Jens Martin Skibsted

DENMARK (1970)
What do poetry, design and bicycles have in common? Namely, Jens Martin Skibsted – a Danish designer and entrepreneur who has studied philosophy, published a collection of poems and acts as the energetic creative director of Biomega Philosophy Aps, the company behind the Biomega bicycle.

Grounded in a humanistic Scandinavian design tradition, Skibsted is a visionary who has made an extraordinary impact while still early in his career. At the age of 20, he founded the art association AV-ART and soon became the editor of AV! and Start, with support from the Danish Arts Foundation. In 1994, Skibsted graduated from the French film school ESEC in Paris, followed by studies in philosophy at Copenhagen University and in project management at the University of California, Berkeley. In 2004, he published a poetry collection, Kavesom.

Skibsted has founded and co-founded a number of companies, among them the bicycle company Biomega, an ethical consultancy called Actics and Skibsted Ideation, which creates “radically new concepts for brand owners.” As an industrial designer, creative consultant and concept developer through Skibsted Ideation, he has worked with some of the world’s leading designers including Marc Newson, Ross Lovegrove and Karim Rashid. He is one of a select group who has worked with Puma, along with the likes of Philippe Starck and the late Alexander McQueen.

Skibsted’s celebrated Copenhagen bicycle has been displayed and exhibited in numerous museums and exhibitions worldwide, including the Danish Design Centre and Danish Museum for Craft and Design. Wallpaper* magazine chose his Copenhagen bike as the most promising means of urban transport and voted it one of the top Danish design products. In Skibsted’s words, it has become an “instant classic” rather than an “object of fashion.”

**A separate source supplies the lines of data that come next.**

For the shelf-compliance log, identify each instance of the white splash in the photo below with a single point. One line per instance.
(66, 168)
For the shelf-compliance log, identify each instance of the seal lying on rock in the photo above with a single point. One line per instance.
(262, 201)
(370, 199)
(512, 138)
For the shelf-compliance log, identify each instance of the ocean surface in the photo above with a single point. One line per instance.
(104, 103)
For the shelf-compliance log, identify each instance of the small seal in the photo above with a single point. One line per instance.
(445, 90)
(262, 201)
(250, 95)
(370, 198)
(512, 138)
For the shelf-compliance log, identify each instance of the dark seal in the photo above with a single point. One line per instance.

Featured in a host of international design magazines, Skibsted was honored with a place on the I.D. 40, International Design magazine’s list of the most influential people in the world of design. In 2005, he received the I.D. Design Distinction Award for consumer products, and in 2006 his Puma bicycle was acquired for the permanent collection of the Museum of Modern Art in New York.

Referring to the Biomega bicycle, Skibsted says, “There are loads of good bikes for specific sports, but few are built just for getting around town.” The bicycle is designed for “urban mobility,” with the intent of “making towns and cities lovelier, beautiful and cleaner places to be.” Beyond creating an object of beauty, “We want to spread the love we put into our bikes to the people who ride them. We believe that a kind of osmosis from the bike to the rider takes place, spreading our feel for quality and originality.”